However, it's pretty obvious that they are related since CCA is (or should be) well-known to be among the original unsupervised learning algorithms. It's the progenitor of the field. It works, it always did. Just like logistic regression for classification. Deep learning is about putting in huge computational effort for the extra few percent.
This is like saying that Gauss deserves the credit for LLMs because he came up with least-squares regression, which was the progenitor of supervised learning. Yes, there is a chain of discoveries leading back, but when you give the credit that far back, it's just insulting to the hard work that came inbetween.

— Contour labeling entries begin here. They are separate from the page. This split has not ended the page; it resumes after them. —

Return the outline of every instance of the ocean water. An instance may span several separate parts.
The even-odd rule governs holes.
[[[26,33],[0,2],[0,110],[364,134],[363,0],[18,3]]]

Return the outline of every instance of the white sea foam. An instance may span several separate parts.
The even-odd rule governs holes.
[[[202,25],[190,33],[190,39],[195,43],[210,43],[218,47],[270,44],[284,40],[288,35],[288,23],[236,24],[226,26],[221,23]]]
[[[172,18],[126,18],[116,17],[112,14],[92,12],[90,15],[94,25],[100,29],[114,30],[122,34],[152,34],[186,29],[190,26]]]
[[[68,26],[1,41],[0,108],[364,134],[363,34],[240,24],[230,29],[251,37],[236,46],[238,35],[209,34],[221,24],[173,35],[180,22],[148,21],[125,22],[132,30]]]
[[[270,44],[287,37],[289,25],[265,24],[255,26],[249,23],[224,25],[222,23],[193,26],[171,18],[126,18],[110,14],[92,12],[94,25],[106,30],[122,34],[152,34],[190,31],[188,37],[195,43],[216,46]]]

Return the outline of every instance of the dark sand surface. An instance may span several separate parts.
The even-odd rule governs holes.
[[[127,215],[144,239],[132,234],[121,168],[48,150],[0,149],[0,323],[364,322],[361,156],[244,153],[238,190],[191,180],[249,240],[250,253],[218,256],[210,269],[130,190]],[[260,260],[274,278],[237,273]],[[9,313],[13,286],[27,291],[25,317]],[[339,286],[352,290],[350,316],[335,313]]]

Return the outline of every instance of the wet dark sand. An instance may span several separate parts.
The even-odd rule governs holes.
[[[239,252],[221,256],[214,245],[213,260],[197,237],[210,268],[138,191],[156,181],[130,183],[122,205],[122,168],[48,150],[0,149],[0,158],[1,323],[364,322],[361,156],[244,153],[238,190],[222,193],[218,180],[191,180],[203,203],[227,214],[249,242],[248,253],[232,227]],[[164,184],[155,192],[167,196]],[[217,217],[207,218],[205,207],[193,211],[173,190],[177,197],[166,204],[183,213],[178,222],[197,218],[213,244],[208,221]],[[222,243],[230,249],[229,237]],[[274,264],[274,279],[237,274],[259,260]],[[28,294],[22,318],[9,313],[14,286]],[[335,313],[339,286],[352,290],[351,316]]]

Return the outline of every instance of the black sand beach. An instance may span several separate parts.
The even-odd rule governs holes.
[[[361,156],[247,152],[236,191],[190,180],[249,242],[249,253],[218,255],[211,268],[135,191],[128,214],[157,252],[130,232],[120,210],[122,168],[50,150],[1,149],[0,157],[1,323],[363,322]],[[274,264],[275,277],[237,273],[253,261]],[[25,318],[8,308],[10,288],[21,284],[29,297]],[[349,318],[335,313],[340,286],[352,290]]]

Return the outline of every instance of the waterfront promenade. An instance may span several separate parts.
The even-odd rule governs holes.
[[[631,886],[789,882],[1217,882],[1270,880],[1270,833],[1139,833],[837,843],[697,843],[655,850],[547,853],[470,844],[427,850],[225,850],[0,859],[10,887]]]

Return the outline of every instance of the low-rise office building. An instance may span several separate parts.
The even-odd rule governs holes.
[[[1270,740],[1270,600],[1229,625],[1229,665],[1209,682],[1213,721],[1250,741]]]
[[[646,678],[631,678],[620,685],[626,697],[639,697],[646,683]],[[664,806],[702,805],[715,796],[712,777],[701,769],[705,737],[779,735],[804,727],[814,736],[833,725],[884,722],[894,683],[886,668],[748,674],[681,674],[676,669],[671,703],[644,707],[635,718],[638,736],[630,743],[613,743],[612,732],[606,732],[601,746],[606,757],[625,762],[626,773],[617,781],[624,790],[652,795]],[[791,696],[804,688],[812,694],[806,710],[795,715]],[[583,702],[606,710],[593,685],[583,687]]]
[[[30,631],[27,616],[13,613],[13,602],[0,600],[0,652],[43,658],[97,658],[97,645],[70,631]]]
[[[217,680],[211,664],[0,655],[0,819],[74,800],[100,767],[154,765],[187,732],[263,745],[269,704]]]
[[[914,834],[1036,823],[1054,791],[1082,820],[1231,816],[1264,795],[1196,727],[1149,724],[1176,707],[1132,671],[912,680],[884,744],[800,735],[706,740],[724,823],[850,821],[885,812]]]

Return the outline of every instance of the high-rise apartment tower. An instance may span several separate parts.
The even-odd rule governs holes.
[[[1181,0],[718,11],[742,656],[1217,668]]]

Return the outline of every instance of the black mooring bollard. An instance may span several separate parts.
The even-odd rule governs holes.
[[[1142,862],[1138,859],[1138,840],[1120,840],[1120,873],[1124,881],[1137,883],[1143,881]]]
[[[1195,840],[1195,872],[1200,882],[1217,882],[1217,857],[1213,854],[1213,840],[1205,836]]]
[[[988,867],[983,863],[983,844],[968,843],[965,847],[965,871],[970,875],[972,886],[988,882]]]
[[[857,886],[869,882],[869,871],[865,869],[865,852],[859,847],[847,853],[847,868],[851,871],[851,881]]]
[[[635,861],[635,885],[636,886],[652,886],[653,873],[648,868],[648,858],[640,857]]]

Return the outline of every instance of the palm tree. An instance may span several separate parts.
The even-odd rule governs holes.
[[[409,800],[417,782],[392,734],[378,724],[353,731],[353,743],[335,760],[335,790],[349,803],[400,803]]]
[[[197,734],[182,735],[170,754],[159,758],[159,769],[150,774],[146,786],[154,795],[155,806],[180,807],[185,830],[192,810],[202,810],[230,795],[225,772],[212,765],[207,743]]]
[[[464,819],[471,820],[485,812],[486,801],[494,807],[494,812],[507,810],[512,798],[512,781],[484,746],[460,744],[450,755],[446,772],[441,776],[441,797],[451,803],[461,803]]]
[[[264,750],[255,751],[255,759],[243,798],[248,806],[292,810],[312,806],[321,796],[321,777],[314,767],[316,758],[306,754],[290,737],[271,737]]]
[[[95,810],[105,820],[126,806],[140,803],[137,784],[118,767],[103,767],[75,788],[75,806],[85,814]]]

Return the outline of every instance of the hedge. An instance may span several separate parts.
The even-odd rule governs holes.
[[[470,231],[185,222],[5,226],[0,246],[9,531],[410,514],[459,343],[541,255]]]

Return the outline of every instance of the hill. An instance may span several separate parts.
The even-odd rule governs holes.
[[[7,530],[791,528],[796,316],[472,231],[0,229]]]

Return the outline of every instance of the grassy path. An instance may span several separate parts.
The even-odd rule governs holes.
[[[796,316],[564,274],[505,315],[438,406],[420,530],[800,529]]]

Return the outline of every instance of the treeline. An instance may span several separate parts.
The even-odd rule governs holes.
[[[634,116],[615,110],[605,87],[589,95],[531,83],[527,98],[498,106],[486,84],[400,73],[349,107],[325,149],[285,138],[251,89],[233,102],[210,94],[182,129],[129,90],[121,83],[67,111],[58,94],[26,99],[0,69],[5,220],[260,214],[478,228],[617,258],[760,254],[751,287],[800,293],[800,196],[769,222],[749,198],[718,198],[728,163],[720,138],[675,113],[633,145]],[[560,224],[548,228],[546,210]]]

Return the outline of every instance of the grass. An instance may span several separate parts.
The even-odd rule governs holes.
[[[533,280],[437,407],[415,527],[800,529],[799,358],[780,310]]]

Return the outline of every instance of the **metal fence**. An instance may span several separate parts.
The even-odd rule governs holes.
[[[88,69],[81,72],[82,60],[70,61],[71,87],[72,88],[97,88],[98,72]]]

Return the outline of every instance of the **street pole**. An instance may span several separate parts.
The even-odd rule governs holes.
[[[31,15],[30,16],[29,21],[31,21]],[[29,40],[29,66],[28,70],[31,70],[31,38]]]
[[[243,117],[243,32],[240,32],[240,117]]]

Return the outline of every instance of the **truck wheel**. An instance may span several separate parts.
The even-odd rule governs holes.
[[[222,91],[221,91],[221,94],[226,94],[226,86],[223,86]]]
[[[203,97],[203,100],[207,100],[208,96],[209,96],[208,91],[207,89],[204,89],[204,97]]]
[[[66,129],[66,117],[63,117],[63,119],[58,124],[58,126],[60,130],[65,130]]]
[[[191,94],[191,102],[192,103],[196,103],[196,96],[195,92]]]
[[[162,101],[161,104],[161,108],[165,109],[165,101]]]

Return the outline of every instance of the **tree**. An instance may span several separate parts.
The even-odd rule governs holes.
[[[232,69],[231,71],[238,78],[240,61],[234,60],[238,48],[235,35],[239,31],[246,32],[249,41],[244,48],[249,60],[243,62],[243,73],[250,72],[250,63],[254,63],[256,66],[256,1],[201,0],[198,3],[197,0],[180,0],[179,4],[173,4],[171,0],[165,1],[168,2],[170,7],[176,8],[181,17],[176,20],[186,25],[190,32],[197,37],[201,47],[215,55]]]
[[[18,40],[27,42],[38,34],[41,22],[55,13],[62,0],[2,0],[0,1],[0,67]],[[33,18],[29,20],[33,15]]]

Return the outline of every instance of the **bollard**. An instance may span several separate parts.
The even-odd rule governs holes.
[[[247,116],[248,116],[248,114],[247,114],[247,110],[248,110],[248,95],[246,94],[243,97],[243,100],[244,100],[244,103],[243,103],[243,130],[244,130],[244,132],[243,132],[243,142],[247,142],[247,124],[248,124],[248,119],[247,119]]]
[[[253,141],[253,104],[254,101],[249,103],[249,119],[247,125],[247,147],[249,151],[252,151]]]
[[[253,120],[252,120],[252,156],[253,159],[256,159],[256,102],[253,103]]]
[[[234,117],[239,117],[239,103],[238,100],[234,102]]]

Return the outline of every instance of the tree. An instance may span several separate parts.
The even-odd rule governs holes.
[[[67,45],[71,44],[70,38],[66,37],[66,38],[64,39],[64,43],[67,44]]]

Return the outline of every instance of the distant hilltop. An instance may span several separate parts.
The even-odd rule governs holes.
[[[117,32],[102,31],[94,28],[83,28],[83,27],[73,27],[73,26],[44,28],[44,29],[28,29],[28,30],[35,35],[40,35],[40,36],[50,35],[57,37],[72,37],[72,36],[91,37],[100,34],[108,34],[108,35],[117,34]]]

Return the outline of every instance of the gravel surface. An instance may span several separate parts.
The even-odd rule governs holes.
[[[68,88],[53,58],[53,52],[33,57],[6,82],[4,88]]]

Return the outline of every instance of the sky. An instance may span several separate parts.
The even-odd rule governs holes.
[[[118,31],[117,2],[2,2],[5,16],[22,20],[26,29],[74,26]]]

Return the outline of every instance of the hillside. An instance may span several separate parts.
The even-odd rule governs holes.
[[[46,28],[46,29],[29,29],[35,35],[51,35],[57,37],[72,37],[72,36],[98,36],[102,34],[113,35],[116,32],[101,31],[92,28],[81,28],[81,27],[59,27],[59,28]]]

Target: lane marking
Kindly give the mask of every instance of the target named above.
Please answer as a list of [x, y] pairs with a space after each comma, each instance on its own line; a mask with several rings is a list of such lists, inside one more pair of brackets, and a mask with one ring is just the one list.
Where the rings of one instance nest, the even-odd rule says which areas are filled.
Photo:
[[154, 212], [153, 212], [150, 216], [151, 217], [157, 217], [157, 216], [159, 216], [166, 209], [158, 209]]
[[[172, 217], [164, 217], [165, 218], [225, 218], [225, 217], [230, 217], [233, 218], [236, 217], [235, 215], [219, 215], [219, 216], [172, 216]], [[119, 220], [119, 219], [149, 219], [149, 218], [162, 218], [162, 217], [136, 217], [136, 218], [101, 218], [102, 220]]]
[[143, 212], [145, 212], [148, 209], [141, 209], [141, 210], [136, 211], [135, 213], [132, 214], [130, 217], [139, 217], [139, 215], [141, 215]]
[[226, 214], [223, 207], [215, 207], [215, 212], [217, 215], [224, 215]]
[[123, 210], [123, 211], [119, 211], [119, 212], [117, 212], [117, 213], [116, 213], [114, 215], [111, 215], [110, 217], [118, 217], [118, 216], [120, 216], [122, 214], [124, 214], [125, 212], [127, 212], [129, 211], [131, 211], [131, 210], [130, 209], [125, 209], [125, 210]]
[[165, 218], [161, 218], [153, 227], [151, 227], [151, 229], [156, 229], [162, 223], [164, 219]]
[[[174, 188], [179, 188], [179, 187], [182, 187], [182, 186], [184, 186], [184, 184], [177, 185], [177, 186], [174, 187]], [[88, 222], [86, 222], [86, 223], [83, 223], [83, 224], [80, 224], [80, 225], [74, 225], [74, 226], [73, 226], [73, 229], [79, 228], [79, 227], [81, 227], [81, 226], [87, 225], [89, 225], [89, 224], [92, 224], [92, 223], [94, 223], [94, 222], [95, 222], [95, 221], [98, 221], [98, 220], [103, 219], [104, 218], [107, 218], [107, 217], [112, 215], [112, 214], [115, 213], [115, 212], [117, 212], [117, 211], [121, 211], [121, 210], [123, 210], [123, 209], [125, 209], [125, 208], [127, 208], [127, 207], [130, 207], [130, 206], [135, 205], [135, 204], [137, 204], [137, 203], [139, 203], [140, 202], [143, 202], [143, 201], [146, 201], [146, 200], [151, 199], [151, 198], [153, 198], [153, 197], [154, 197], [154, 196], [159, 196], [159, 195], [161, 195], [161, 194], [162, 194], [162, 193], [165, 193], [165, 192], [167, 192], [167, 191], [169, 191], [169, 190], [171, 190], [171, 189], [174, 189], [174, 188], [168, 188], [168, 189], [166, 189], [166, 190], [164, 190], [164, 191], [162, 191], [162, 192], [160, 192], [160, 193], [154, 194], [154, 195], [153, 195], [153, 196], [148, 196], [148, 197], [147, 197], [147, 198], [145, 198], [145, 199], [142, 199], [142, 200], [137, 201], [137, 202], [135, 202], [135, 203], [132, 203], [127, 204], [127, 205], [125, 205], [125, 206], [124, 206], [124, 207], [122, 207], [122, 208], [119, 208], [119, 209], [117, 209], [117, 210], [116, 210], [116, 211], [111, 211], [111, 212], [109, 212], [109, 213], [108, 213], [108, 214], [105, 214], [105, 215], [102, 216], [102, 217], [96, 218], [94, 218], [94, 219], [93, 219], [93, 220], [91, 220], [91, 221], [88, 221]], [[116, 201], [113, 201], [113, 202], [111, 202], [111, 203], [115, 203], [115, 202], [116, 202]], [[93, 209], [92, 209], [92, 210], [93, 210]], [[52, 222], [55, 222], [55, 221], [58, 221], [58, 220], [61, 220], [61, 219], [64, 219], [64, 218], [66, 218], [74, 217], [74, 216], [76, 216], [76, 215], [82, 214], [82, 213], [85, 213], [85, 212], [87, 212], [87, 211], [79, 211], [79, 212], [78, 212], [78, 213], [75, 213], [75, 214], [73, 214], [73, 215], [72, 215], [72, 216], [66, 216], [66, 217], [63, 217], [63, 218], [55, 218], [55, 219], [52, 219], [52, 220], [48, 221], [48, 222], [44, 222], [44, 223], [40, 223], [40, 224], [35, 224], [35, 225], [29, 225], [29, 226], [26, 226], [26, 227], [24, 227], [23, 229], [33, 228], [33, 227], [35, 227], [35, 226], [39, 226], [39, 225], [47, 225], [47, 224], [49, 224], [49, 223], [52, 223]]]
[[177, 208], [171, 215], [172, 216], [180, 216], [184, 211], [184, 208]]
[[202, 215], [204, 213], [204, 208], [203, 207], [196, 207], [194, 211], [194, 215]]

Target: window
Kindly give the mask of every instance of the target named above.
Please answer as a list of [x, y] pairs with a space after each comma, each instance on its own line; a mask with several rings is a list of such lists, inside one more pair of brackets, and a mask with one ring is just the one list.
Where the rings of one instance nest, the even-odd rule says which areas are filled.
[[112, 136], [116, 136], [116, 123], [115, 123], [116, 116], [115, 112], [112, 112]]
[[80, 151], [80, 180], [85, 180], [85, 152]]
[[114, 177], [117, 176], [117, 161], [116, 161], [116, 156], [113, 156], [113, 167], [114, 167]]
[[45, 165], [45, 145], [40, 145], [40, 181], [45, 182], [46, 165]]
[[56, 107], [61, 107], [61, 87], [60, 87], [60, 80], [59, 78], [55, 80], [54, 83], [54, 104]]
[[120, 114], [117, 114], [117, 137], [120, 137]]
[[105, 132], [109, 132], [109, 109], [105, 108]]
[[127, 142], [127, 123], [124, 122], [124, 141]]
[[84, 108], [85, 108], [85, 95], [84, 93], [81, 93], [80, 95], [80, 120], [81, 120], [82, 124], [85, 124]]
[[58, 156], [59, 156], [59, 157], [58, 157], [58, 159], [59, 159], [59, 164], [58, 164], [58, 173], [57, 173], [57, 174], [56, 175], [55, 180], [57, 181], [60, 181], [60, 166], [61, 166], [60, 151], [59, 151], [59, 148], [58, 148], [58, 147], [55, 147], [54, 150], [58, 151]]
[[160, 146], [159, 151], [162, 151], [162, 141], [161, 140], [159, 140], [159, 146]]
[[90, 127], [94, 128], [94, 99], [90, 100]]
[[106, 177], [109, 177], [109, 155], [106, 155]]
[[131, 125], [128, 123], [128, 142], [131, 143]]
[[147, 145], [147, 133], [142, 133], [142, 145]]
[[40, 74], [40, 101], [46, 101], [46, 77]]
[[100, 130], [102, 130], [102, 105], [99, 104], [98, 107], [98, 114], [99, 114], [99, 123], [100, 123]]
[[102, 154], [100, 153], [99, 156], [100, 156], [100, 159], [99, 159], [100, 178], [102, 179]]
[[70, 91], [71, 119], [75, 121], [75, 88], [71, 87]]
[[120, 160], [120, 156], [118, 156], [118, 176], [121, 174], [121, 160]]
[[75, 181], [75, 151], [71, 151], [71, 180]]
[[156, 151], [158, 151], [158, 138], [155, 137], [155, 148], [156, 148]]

Gauss and Hotelling are famous enough as it is.
(Before anyone asks, I'm not shilling for JEPA, I just think this argument is reductive for all of unsupervised and semi-supervised learning.)
OTOH prediction doesn't necessarily reflect causation either, but prediction is what JEPA is about, how our brain/intelligence works, and one of the great confirmations of LLMs is how powerful prediction errors are as a learning signal.
JEPA appears a step in the right direction of trying to build a brain rather than a language model - to use prediction the way the brain uses it to predict the future (not an historical frozen training set), and learn a real world model of how the world behaves. Any JEPA implementations I've read about use a Transformer as their predictive component since even prediction (and certainly not correlation) is not where JEPA is innovating - it is more about applying prediction to the right problem (assuming the goal is to implement animal/human intelligence) of predicting sensory inputs at the right level of representation.
A recent JEPA variant, Causal-JEPA, moves beyond just infilling to predict object state from object interactions (i.e. to learn causal predictive relationships).